Sin recursos propios, armado únicamente con sus altos valores cristianos y con una voluntad inquebrantable, tocaba incansablemente las puertas de algunas instituciones solidarias. De esa forma edificó un proyecto educativo gratuito San Pablo Apóstol, que ayudó a centenares de jóvenes, algunos de los cuales llegaron a estudiar con becas en universidades extranjeras como Cambridge.

Miles de bachilleres y técnicos en mecánica, industrias gráficas y artes plásticas realizaron trabajos para Ecopetrol, el Acueducto de Bogotá, Libros & Libros y diversas editoriales. El mismo SENA, al cual el suscrito le elaboró su manual de Control Interno, celebró convenios con el ISPA por la calidad de sus labores. Sus exalumnos se han destacado tanto a nivel nacional como internacional, porque su visión no se limitó al bachillerato académico; en aquellas aulas levantadas con sacrificio y constancia, los estudiantes aprendieron a encontrar un horizonte más amplio, cultivando artes nobles y oficios que dignificaban.

La música, la mecánica, las artes gráficas y el diseño, entre otras disciplinas, se convirtieron en instrumentos para ampliar el mundo de sus alumnos, descubrir talentos ocultos, desarrollar capacidades creativas y abrirles la posibilidad de un futuro distinto al que la calle les tenía reservado en forma de exclusión e ignorancia y por eso el ISPA ocupó el puesto 11 a nivel nacional en esa formación básica y técnica.

El legado del sacerdote Guerrero, era la obra silenciosa y constante de quien entiende que educar es rescatar, que enseñar es liberar, y que un verdadero maestro no se mide por los conocimientos, ni por los exámenes que hace perder, sino por los valores que siembra en los corazones de los jóvenes como semillas de dignidad y esperanza y el ejemplo que da en su comportamiento de vida.

Hace poco, visité el ISPA, para imprimir un nuevo libro y al preguntar por su director el eminente Salesiano Isaías Guerrero, fui informado que había sido relegado de su dirección no obstante su vida impoluta.
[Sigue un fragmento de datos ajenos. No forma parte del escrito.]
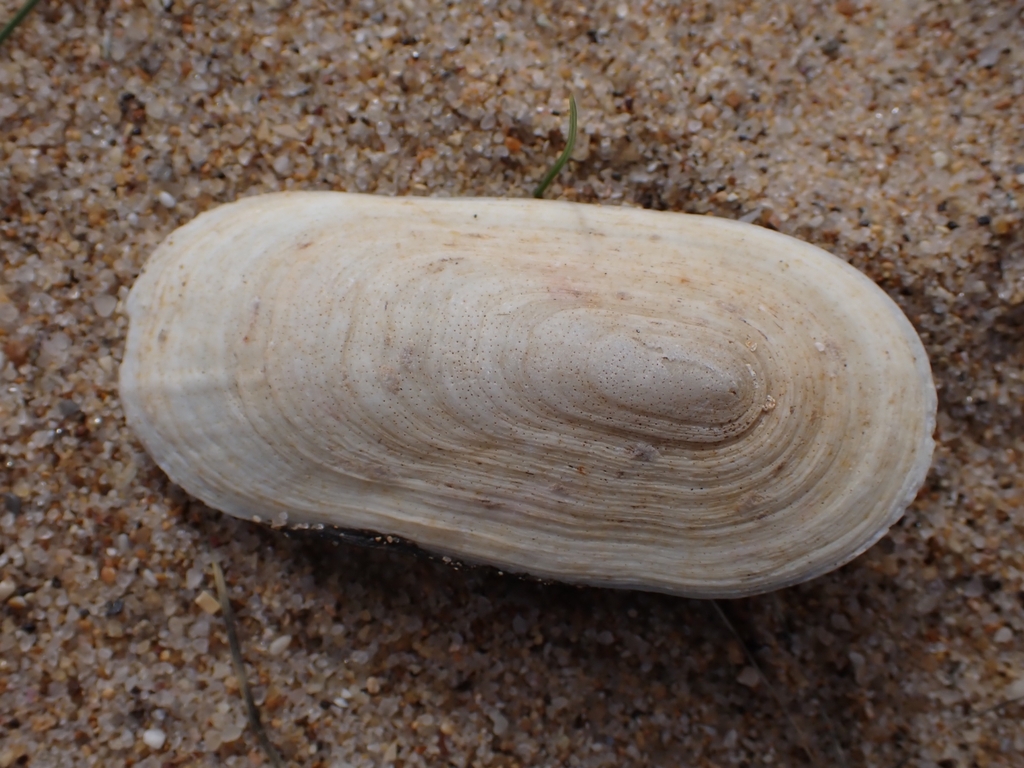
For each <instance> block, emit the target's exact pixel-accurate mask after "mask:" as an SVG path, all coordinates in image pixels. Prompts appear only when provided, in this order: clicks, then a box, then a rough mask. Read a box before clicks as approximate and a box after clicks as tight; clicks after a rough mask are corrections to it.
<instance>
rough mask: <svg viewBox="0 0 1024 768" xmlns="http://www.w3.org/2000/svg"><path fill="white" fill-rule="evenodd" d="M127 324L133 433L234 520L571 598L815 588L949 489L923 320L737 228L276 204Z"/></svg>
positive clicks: (190, 255)
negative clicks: (134, 433)
mask: <svg viewBox="0 0 1024 768" xmlns="http://www.w3.org/2000/svg"><path fill="white" fill-rule="evenodd" d="M128 313H129V316H130V328H129V333H128V341H127V346H126V350H125V355H124V360H123V364H122V367H121V395H122V400H123V402H124V408H125V414H126V417H127V420H128V423H129V424H130V426H131V427H132V428H133V429H134V431H135V432H136V434H137V435H138V437H139V438H140V440H141V441H142V443H143V444H144V446H145V449H146V450H147V451H148V452H150V454H151V455H152V456H153V458H154V459H155V460H156V462H157V463H158V464H159V465H160V466H161V467H162V468H163V469H164V471H165V472H166V473H167V474H168V476H169V477H170V478H171V479H172V480H173V481H174V482H176V483H178V484H179V485H181V486H182V487H183V488H184V489H185V490H187V492H188V493H190V494H191V495H194V496H196V497H198V498H199V499H201V500H202V501H203V502H205V503H206V504H207V505H209V506H211V507H213V508H216V509H219V510H222V511H224V512H227V513H229V514H232V515H236V516H239V517H244V518H248V519H259V520H261V521H264V522H269V523H284V522H286V520H287V524H288V525H294V524H300V525H312V526H316V525H318V524H323V525H324V526H337V527H340V528H344V529H351V530H370V531H379V532H381V534H387V535H393V536H396V537H400V538H401V539H404V540H407V541H410V542H413V543H415V544H417V545H418V546H420V547H422V548H424V549H427V550H430V551H433V552H436V553H438V554H442V555H449V556H454V557H457V558H459V559H462V560H466V561H470V562H478V563H485V564H490V565H495V566H498V567H500V568H503V569H507V570H510V571H516V572H525V573H529V574H532V575H536V577H540V578H544V579H553V580H558V581H564V582H571V583H578V584H589V585H594V586H605V587H620V588H633V589H642V590H649V591H656V592H667V593H673V594H679V595H687V596H694V597H732V596H742V595H750V594H756V593H761V592H767V591H770V590H773V589H777V588H780V587H784V586H788V585H793V584H797V583H800V582H803V581H806V580H808V579H812V578H814V577H816V575H819V574H821V573H824V572H826V571H828V570H830V569H833V568H836V567H838V566H840V565H842V564H843V563H845V562H848V561H849V560H851V559H852V558H853V557H855V556H856V555H858V554H860V553H861V552H863V551H864V550H865V549H867V548H868V547H869V546H870V545H871V544H873V543H874V542H876V541H877V540H878V539H880V538H881V537H882V536H883V535H884V534H885V531H886V530H887V529H888V528H889V526H890V525H892V523H893V522H895V521H896V520H897V519H898V518H899V517H900V515H901V514H902V512H903V510H904V508H905V507H906V506H907V505H908V504H909V503H910V502H911V501H912V500H913V498H914V496H915V494H916V492H918V489H919V487H920V486H921V484H922V483H923V482H924V479H925V476H926V473H927V471H928V469H929V466H930V462H931V455H932V447H933V443H932V431H933V429H934V426H935V410H936V395H935V387H934V385H933V382H932V377H931V371H930V368H929V364H928V359H927V357H926V354H925V350H924V348H923V346H922V344H921V341H920V339H919V338H918V336H916V334H915V333H914V331H913V328H912V327H911V325H910V323H909V322H908V321H907V319H906V317H905V316H904V315H903V313H902V312H901V311H900V309H899V308H898V307H897V306H896V305H895V304H894V303H893V301H892V300H891V299H889V297H888V296H886V294H885V293H884V292H883V291H882V290H881V289H879V288H878V287H877V286H876V285H874V284H873V283H871V282H870V281H869V280H868V279H867V278H866V276H864V275H863V274H861V273H860V272H858V271H857V270H856V269H854V268H853V267H851V266H849V265H848V264H846V263H845V262H843V261H842V260H840V259H838V258H836V257H835V256H831V255H830V254H827V253H825V252H824V251H822V250H820V249H818V248H815V247H813V246H811V245H808V244H806V243H803V242H800V241H798V240H794V239H792V238H788V237H786V236H782V234H779V233H776V232H773V231H769V230H767V229H763V228H760V227H756V226H753V225H749V224H742V223H739V222H734V221H728V220H724V219H717V218H711V217H706V216H690V215H685V214H676V213H657V212H651V211H641V210H632V209H623V208H607V207H599V206H587V205H578V204H569V203H555V202H543V201H534V200H485V199H461V200H434V199H424V198H403V199H395V198H382V197H371V196H359V195H347V194H342V193H283V194H275V195H266V196H261V197H255V198H249V199H246V200H242V201H240V202H237V203H232V204H229V205H225V206H222V207H220V208H217V209H215V210H212V211H210V212H208V213H204V214H202V215H201V216H199V217H197V218H196V219H195V220H193V221H191V222H189V223H188V224H186V225H184V226H182V227H181V228H179V229H177V230H176V231H174V232H172V233H171V234H170V236H169V237H168V238H167V240H166V241H165V242H164V243H163V244H162V245H161V246H160V247H159V248H158V250H157V251H156V252H155V253H154V254H153V256H152V257H151V259H150V260H148V262H147V263H146V265H145V268H144V269H143V272H142V274H141V275H140V276H139V279H138V281H137V282H136V284H135V286H134V287H133V289H132V291H131V294H130V297H129V299H128Z"/></svg>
Me dijeron que la nueva junta directiva del ISPA, había vendido los talleres alemanes y japoneses. No me acerqué a las grandes construcciones, porque el ambiente estaba teñido de tristeza y abandono de las inmensas obras sociales. Por eso no cesan las preguntas que las gentes humildes y excluidas formulan al Cardenal de Bogotá, Luis José Rueda Aparicio:


¿Por qué relegaron al salesiano Isaías Guerrero?. ¿Por qué cerraron los talleres para la educación de los niños humildes?. ¿Acaso la misión de la obra en nombre de Cristo no consiste en ayudar a los débiles y desafortunados?. Para esas preguntas a las directivas eclesiásticas puede haber muchas explicaciones, pero pocas justificaciones.


Hablar del sacerdote Isaías Guerrero es reconocer que todavía existen hombres cuya existencia se convierte en testimonio de lo verdadero. Su obra no está escrita en los mármoles de los palacios ni en las memorias oficiales, sino en las vidas transformadas de los jóvenes del sur de Bogotá, quienes, gracias a su mano firme y a su corazón abierto, encontraron un camino distinto al del olvido social.

Sin embargo, en esa institución ya mermada por cambios inútiles y errores de las jerarquías eclesiásticas de Bogotá, el futuro de los niños y de los jóvenes quedará en lo incierto, que no es la forma de educar ni orientar la formación de la juventud hacia una vida mejor.